Airport operator to switch procurement method on T5 second satellite building

BAA will not use the procurement method it pioneered at Heathrow Terminal 5 on the building’s second satellite.

Under the “T5 agreement”, airport operator BAA took financial risk away from its suppliers and on to itself, which allowed it to promote team working and have greater logistical control.

The successful completion of the £4.3bn Terminal 5, which is set to open on time and on budget on 28 March, is thought to have been largely owing to BAA’s willingness to take on risk and play a central role in managing the building’s construction.

However, BAA has decided not to use the agreement on its first major construction project after T5’s completion – the £300m “T5c”. This will be seen as a move away from the ground-breaking procurement approach crafted by company.

A source close to the project said the exact form of contract BAA would use had not been decided yet, but said more risk would be placed on the contractor than was the case at T5, and that it was likely to be a lump sum arrangement. He said: “BAA wants some accountability from its contractors. I’d be very surprised if it used something like construction management as it would be taking on all the risk again.”

This news comes weeks after it emerged that BAA would be making up to 200 redundancies in its construction projects division at the end of January.

In an interview to be published in Building next week, Andrew Wolstenholme, BAA’s construction director, said it would use a “where the cap fits” approach to procurement from now on.

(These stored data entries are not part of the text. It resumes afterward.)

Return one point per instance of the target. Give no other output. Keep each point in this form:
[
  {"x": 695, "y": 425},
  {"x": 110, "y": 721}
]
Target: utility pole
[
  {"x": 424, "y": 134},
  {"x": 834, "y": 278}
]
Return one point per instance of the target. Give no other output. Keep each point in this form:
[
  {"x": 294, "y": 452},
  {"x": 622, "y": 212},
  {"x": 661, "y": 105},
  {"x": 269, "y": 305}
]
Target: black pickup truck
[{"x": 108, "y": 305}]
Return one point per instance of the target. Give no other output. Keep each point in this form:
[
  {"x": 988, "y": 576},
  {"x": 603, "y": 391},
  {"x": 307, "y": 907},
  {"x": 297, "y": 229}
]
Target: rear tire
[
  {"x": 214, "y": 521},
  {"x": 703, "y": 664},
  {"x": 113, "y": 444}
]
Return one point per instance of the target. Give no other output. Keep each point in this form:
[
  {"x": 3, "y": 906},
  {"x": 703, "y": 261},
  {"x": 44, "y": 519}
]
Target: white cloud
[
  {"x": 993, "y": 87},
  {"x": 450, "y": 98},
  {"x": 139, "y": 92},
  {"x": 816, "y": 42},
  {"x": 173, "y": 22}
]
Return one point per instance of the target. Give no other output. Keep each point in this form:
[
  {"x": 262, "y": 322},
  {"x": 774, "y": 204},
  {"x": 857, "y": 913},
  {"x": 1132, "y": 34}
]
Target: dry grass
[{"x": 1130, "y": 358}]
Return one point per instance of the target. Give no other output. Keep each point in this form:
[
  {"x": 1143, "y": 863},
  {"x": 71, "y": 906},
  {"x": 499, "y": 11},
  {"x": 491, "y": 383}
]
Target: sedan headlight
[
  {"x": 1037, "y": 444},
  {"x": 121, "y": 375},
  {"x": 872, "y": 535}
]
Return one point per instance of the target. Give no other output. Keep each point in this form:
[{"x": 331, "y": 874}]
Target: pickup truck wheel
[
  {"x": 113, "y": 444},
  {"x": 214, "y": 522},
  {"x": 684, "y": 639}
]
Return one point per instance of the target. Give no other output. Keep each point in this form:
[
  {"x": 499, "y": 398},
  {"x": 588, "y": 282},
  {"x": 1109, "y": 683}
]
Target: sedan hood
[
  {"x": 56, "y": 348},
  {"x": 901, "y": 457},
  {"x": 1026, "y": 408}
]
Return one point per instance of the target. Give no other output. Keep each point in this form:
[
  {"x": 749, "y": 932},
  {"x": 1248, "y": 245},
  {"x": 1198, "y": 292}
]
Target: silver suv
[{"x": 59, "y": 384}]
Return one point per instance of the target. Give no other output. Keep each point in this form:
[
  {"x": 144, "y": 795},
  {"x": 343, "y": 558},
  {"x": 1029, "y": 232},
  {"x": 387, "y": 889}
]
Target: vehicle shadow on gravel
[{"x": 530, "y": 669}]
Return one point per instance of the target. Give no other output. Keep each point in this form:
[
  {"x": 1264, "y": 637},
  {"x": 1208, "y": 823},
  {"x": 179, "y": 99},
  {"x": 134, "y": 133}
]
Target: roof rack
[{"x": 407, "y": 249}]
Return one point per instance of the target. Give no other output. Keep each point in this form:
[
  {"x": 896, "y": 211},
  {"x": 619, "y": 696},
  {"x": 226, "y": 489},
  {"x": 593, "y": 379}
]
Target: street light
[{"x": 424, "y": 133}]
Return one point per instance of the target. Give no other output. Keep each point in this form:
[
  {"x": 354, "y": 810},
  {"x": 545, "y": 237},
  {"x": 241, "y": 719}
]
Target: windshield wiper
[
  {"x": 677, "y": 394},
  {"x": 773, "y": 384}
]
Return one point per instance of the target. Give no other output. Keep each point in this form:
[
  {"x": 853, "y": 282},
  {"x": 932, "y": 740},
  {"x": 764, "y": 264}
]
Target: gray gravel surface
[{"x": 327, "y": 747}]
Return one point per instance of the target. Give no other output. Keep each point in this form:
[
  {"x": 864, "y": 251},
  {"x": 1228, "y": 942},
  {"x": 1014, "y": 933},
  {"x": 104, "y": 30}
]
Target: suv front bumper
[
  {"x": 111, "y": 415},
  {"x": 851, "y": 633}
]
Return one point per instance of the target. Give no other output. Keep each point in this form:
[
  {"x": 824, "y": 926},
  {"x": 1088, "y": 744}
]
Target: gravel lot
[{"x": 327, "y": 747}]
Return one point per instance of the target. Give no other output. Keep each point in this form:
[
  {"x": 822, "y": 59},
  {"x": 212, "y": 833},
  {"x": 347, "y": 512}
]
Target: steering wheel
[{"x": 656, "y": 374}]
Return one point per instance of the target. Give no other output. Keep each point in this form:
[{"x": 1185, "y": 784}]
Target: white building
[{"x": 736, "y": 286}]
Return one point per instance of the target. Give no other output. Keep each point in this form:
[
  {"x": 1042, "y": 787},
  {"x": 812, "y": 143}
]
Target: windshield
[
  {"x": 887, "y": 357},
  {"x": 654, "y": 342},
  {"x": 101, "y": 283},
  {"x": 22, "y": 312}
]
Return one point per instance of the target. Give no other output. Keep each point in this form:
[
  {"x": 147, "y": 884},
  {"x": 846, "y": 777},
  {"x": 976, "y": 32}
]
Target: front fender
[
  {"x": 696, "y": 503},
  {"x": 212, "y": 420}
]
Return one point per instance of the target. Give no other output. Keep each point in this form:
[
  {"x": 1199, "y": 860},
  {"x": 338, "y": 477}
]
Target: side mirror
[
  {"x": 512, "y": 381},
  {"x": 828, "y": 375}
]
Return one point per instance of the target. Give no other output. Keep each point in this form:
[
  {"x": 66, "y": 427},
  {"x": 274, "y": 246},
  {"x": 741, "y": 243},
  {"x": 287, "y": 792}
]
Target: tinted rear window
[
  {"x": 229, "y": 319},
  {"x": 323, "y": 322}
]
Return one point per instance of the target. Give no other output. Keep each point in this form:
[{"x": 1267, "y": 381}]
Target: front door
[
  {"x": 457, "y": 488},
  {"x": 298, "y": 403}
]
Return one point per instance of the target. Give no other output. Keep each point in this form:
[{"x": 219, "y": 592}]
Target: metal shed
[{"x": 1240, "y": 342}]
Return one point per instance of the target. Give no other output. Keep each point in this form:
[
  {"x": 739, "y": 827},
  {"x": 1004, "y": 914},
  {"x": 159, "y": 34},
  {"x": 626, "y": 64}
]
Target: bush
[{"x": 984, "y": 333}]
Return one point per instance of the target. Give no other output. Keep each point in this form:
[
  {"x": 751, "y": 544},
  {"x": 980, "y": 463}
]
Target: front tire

He said: “What we’re doing with the next generation of frameworks is picking out the learning from T5 and acknowledging that one cap doesn’t fit all our projects.

“The projects will be run very much in a T5 style, and we will handle risk in appropriately different ways.”

T5c, T5’s second satellite, will be built by Carillion and will be the first large project taken on by BAA’s third generation of framework contractors.

Groundwork contractors are already on site, with completion anticipated for 2010. It will be a similar size to existing satellite building T5b, which is 442m long and has 17 departure gates.